Matthew W. State, MD, PhD, chair and Oberndorf Family Distinguished Professor of Psychiatry and Behavioral Sciences at UCSF, said, “This is a truly remarkable gift and opportunity. It is rare in academic psychiatry to be handed a ‘blank sheet of paper,’ able to work with our donors, architects, developers and our outstanding faculty and staff across multiple departments to envision what a state-of-the art facility for brain health research, outpatient care delivery and education should look like.”

Designed to Optimize Patient Care

rendering of interior of the building, showing stairs and tiered balconies

A rendering of the interior of the Nancy Friend Pritzker Psychiatry Building.

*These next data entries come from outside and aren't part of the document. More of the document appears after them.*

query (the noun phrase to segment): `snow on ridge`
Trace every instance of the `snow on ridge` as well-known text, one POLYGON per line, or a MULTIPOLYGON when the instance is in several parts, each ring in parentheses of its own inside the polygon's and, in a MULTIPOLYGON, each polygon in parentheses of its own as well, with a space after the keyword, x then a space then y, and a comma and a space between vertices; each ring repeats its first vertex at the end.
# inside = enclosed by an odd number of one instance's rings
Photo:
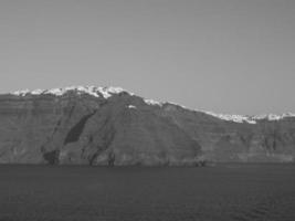
MULTIPOLYGON (((109 87, 69 86, 69 87, 64 87, 64 88, 52 88, 52 90, 34 90, 34 91, 23 90, 23 91, 13 92, 11 94, 17 95, 17 96, 25 96, 27 94, 32 94, 32 95, 52 94, 55 96, 62 96, 63 94, 65 94, 69 91, 76 91, 78 94, 85 93, 85 94, 89 94, 89 95, 95 96, 95 97, 103 96, 104 98, 109 98, 114 94, 119 94, 123 92, 126 92, 129 95, 134 95, 133 93, 129 93, 129 92, 123 90, 122 87, 113 87, 113 86, 109 86, 109 87)), ((185 107, 182 105, 175 104, 171 102, 162 103, 162 102, 157 102, 154 99, 146 99, 146 98, 144 98, 144 102, 148 105, 160 106, 160 107, 162 107, 164 104, 171 104, 171 105, 180 106, 183 109, 201 112, 201 113, 211 115, 213 117, 217 117, 217 118, 220 118, 223 120, 228 120, 228 122, 234 122, 234 123, 256 124, 257 120, 270 120, 271 122, 271 120, 281 120, 281 119, 284 119, 286 117, 295 117, 295 114, 293 114, 293 113, 286 113, 286 114, 282 114, 282 115, 263 114, 263 115, 254 115, 254 116, 215 114, 213 112, 190 109, 188 107, 185 107)), ((129 105, 128 108, 136 108, 136 106, 129 105)))
POLYGON ((134 105, 128 105, 128 108, 129 108, 129 109, 136 109, 137 107, 134 106, 134 105))
MULTIPOLYGON (((113 96, 114 94, 127 92, 120 87, 113 87, 113 86, 109 86, 109 87, 67 86, 63 88, 52 88, 52 90, 34 90, 34 91, 23 90, 23 91, 13 92, 11 94, 17 95, 17 96, 25 96, 27 94, 32 94, 32 95, 52 94, 55 96, 62 96, 66 92, 70 92, 70 91, 76 91, 78 94, 82 94, 82 93, 89 94, 95 97, 99 97, 102 95, 104 98, 108 98, 113 96)), ((128 93, 128 94, 133 95, 133 93, 128 93)))
POLYGON ((254 119, 244 115, 215 114, 213 112, 203 112, 203 113, 226 122, 256 124, 254 119))
POLYGON ((161 102, 157 102, 157 101, 154 101, 154 99, 145 99, 145 103, 148 104, 148 105, 152 105, 152 106, 162 106, 161 102))
POLYGON ((245 115, 229 115, 229 114, 215 114, 212 112, 203 112, 206 114, 209 114, 211 116, 218 117, 223 120, 228 122, 235 122, 235 123, 249 123, 249 124, 256 124, 257 120, 268 120, 268 122, 274 122, 274 120, 281 120, 286 117, 295 117, 295 114, 293 113, 286 113, 282 115, 275 115, 275 114, 263 114, 263 115, 255 115, 255 116, 245 116, 245 115))

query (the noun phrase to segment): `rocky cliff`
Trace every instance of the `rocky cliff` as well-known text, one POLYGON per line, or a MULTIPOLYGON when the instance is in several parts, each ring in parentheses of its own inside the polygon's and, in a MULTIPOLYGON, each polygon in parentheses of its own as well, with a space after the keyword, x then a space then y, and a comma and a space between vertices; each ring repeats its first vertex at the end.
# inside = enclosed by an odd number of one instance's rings
POLYGON ((0 95, 1 164, 196 165, 295 157, 295 117, 222 116, 114 87, 0 95))

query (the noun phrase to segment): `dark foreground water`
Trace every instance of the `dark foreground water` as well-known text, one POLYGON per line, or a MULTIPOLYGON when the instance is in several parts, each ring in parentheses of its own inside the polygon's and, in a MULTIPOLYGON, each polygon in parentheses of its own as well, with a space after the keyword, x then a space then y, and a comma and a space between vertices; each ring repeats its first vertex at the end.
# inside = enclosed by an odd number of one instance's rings
POLYGON ((294 221, 295 166, 0 166, 0 220, 294 221))

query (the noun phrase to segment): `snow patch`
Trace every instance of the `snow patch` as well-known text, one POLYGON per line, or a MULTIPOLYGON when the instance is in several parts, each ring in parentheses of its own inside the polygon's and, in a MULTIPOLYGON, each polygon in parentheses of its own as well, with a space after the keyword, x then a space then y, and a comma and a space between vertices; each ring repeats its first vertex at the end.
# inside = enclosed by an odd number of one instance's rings
POLYGON ((145 99, 145 103, 148 104, 148 105, 154 105, 154 106, 162 106, 161 102, 157 102, 157 101, 154 101, 154 99, 145 99))
POLYGON ((129 109, 136 109, 137 107, 134 106, 134 105, 128 105, 128 108, 129 108, 129 109))
MULTIPOLYGON (((28 94, 31 94, 31 95, 52 94, 55 96, 62 96, 65 93, 71 92, 71 91, 76 92, 77 94, 89 94, 95 97, 103 96, 104 98, 109 98, 114 94, 126 92, 125 90, 120 87, 113 87, 113 86, 110 87, 69 86, 64 88, 52 88, 52 90, 34 90, 34 91, 24 90, 24 91, 13 92, 11 94, 17 95, 17 96, 25 96, 28 94)), ((128 93, 128 94, 133 95, 133 93, 128 93)))

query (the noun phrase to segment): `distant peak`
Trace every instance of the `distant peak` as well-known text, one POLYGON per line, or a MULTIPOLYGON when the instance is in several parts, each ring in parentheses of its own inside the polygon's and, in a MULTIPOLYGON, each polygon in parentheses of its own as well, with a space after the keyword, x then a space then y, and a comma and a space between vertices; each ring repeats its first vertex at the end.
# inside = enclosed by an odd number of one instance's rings
MULTIPOLYGON (((33 90, 33 91, 29 91, 29 90, 23 90, 23 91, 17 91, 13 92, 11 94, 17 95, 17 96, 25 96, 28 94, 31 95, 42 95, 42 94, 52 94, 55 96, 62 96, 67 92, 77 92, 78 94, 85 93, 85 94, 89 94, 92 96, 95 97, 104 97, 104 98, 108 98, 114 94, 119 94, 122 92, 126 92, 127 91, 123 90, 122 87, 114 87, 114 86, 108 86, 108 87, 101 87, 101 86, 69 86, 69 87, 61 87, 61 88, 52 88, 52 90, 33 90)), ((131 94, 131 93, 129 93, 131 94)))
MULTIPOLYGON (((109 98, 114 94, 120 94, 123 92, 128 93, 129 95, 134 95, 133 93, 129 93, 122 87, 114 87, 114 86, 69 86, 69 87, 63 87, 63 88, 52 88, 52 90, 23 90, 23 91, 17 91, 11 94, 15 96, 27 96, 27 95, 42 95, 42 94, 52 94, 55 96, 62 96, 67 92, 76 92, 77 94, 89 94, 95 97, 104 97, 104 98, 109 98)), ((199 109, 190 109, 187 108, 182 105, 175 104, 171 102, 157 102, 154 99, 146 99, 144 98, 144 102, 147 105, 150 106, 158 106, 162 107, 166 104, 179 106, 182 109, 188 109, 188 110, 194 110, 194 112, 200 112, 204 113, 207 115, 211 115, 213 117, 220 118, 222 120, 226 122, 234 122, 234 123, 247 123, 247 124, 256 124, 259 120, 281 120, 286 117, 295 117, 295 114, 293 113, 286 113, 282 115, 275 115, 275 114, 263 114, 263 115, 254 115, 254 116, 246 116, 246 115, 230 115, 230 114, 215 114, 213 112, 207 112, 207 110, 199 110, 199 109)), ((128 108, 136 108, 136 106, 129 105, 128 108)))

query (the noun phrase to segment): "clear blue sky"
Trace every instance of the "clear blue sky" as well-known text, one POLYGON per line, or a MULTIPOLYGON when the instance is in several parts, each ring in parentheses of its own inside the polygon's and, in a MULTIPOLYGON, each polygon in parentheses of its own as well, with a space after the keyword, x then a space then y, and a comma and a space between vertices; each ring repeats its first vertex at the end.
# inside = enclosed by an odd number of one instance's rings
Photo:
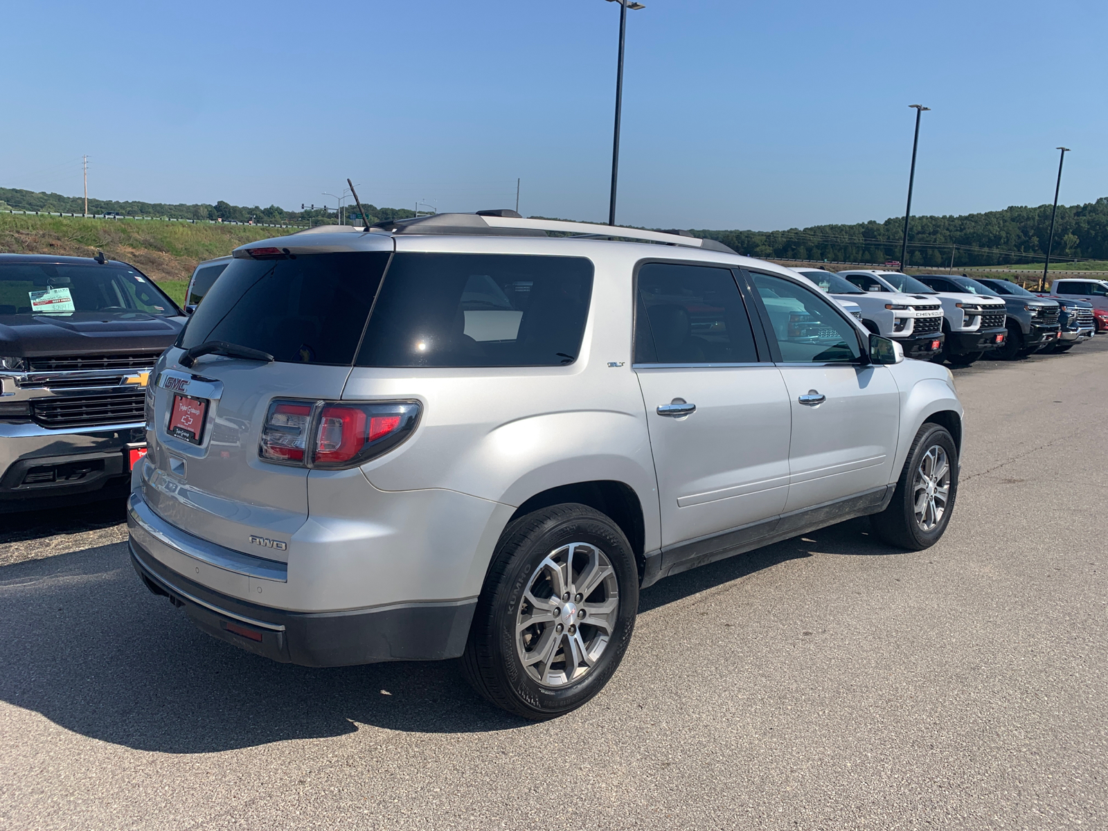
MULTIPOLYGON (((628 12, 617 219, 772 229, 1108 195, 1104 0, 676 2, 628 12)), ((603 0, 3 0, 0 185, 299 208, 607 215, 603 0), (334 201, 331 201, 334 204, 334 201)))

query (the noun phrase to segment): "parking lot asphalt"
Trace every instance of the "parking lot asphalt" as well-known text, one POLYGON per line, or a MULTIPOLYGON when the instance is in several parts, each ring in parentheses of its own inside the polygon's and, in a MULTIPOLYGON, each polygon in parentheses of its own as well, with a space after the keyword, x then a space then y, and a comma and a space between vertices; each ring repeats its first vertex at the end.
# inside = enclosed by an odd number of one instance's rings
POLYGON ((0 827, 1108 828, 1108 338, 957 370, 934 547, 848 522, 645 591, 561 719, 306 669, 138 583, 119 506, 0 516, 0 827))

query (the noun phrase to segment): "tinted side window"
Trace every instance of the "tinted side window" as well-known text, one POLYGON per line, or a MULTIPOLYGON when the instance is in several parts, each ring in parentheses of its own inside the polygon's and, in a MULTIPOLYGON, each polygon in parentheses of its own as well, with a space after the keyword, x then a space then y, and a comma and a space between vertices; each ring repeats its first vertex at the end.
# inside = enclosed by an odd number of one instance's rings
POLYGON ((849 362, 862 355, 858 331, 831 304, 791 280, 751 273, 787 363, 849 362))
POLYGON ((226 263, 219 263, 215 266, 204 266, 197 269, 196 276, 193 278, 193 285, 188 291, 188 299, 185 302, 189 306, 195 306, 204 299, 204 295, 212 290, 212 284, 215 283, 215 278, 223 274, 223 269, 226 267, 226 263))
POLYGON ((863 274, 849 274, 847 279, 853 283, 863 291, 888 291, 889 289, 878 283, 875 279, 869 275, 863 274))
POLYGON ((349 366, 388 261, 387 252, 234 259, 179 346, 226 340, 286 363, 349 366))
POLYGON ((593 264, 583 257, 397 254, 358 366, 573 363, 592 291, 593 264))
POLYGON ((752 363, 750 318, 730 269, 647 263, 638 269, 636 363, 752 363))

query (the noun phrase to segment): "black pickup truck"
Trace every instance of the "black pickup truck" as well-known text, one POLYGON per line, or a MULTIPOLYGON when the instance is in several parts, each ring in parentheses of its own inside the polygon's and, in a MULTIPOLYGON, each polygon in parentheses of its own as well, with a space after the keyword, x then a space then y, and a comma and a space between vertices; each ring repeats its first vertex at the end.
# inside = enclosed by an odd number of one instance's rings
POLYGON ((0 254, 0 513, 123 496, 184 312, 126 263, 0 254))

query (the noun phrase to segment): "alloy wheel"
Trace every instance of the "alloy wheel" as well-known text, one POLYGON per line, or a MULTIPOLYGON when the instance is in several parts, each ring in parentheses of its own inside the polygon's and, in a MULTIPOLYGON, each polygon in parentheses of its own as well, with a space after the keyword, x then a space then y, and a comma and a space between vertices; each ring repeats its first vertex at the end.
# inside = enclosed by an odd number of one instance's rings
POLYGON ((915 522, 921 531, 931 532, 943 521, 951 497, 951 463, 946 451, 937 444, 927 448, 920 460, 912 484, 915 522))
POLYGON ((515 650, 527 675, 564 687, 587 675, 612 639, 619 585, 612 562, 591 543, 550 554, 527 579, 515 615, 515 650))

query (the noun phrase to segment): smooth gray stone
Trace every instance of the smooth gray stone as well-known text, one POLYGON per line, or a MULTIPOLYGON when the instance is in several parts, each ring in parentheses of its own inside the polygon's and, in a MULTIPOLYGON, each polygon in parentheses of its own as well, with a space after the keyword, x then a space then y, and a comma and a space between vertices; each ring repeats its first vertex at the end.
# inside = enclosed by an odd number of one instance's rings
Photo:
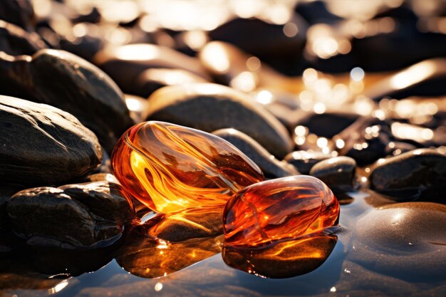
POLYGON ((36 33, 27 32, 0 19, 0 51, 13 56, 32 55, 46 48, 45 42, 36 33))
POLYGON ((299 172, 290 164, 279 161, 256 141, 235 129, 220 129, 212 132, 231 142, 261 170, 266 178, 285 177, 299 172))
POLYGON ((98 138, 68 113, 0 95, 0 119, 1 183, 61 184, 100 164, 98 138))
POLYGON ((356 162, 349 157, 336 157, 321 161, 311 168, 310 175, 333 189, 351 189, 356 174, 356 162))
POLYGON ((120 186, 107 182, 24 189, 7 212, 12 230, 28 244, 63 249, 110 245, 134 218, 120 186))
POLYGON ((445 280, 446 206, 405 202, 358 220, 348 259, 368 270, 410 281, 445 280))
POLYGON ((330 154, 324 154, 321 152, 297 150, 286 155, 284 161, 294 166, 302 174, 308 174, 315 164, 331 157, 330 154))
POLYGON ((403 200, 445 200, 446 155, 418 149, 378 163, 369 180, 375 191, 403 200))
POLYGON ((28 244, 63 249, 110 245, 134 218, 120 186, 107 182, 24 189, 7 212, 12 230, 28 244))
POLYGON ((110 152, 134 124, 116 84, 89 62, 64 51, 0 55, 0 93, 70 113, 110 152))
POLYGON ((286 128, 247 95, 212 83, 172 85, 149 98, 147 120, 160 120, 206 132, 232 127, 258 142, 278 158, 293 148, 286 128))

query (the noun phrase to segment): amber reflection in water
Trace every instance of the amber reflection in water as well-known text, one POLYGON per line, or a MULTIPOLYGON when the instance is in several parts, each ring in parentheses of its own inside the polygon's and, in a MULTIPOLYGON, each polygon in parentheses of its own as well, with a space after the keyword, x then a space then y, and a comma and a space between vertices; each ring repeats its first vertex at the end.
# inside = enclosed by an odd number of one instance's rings
POLYGON ((232 268, 261 277, 290 278, 313 271, 325 262, 338 241, 336 235, 318 235, 243 250, 225 246, 223 261, 232 268))
POLYGON ((145 234, 142 226, 133 230, 127 244, 118 251, 118 264, 135 276, 155 278, 179 271, 221 251, 223 236, 187 239, 170 243, 145 234))
POLYGON ((260 169, 225 140, 195 129, 146 122, 129 129, 112 155, 118 179, 155 212, 221 207, 264 179, 260 169))

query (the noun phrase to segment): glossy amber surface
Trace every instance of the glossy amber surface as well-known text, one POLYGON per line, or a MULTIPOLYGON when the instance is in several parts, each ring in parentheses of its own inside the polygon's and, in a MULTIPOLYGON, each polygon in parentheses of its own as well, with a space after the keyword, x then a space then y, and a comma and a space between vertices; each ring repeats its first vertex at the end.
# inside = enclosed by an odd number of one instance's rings
POLYGON ((223 207, 264 179, 257 165, 226 140, 164 122, 145 122, 124 133, 112 154, 116 178, 151 209, 166 214, 223 207))
POLYGON ((255 248, 333 226, 339 203, 321 180, 307 175, 247 187, 227 202, 223 214, 226 244, 255 248))

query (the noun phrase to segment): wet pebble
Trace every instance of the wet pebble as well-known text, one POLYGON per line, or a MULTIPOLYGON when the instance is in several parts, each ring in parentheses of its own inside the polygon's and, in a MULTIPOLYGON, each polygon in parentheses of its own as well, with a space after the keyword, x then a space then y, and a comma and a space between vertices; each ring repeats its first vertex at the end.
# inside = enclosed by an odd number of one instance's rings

Image by ZGF Architects

The Nancy Friend Pritzker Psychiatry Building was designed to optimize patient care, drive research across a variety of disciplines and disorders, and destigmatize mental health care through thoughtful design to both remove potential barriers to and normalize mental health care. With a five-story light-filled atrium, rooftop garden accessible to patients and staff, an extensive photographic art program created by groundbreaking artist Richard Misrach, and a community-based youth art program, the building will convey hope for patients and families and demonstrate the university’s integral role in and commitment to the community. 

It will also house an auditorium and conference center where leading researchers and experts will convene to advance the field; dedicated space for psychedelics research; state-of-the-art facilities to study emotion and physiology; and a neuroimaging suite with cutting-edge technology to research novel treatment approaches, especially for those who have not responded to standard interventions. The facility also contains a sleep clinic, a gym for evaluating children with neurodevelopmental disorders, as well as a therapeutic kitchen and dedicated treatment space for the UCSF Eating Disorders Program.  

The project is the culmination of a long-standing vision to integrate physical and mental health at UCSF by eliminating arbitrary boundaries that have isolated psychiatry and the behavioral sciences from other medical disciplines that also advance brain health and treat brain disorders.  

“Thanks to the extraordinary generosity of Lisa and John,” said State, “we have been able not only to create what will be a transformative building for UCSF psychiatry and behavioral sciences, but one that we hope will send a powerful message against stigma far beyond the Bay Area.” 

rendering shows the new building exterior

The new building is a public-private partnership between UCSF and the developer/owner SKS/Prado, a joint venture of SKS Partners and The Prado Group, with construction led by general contractors Hathaway Dinwiddie Construction Co. Image by ZGF Architects

Editor’s note: This story has been updated to reflect the building’s scheduled opening of spring 2022.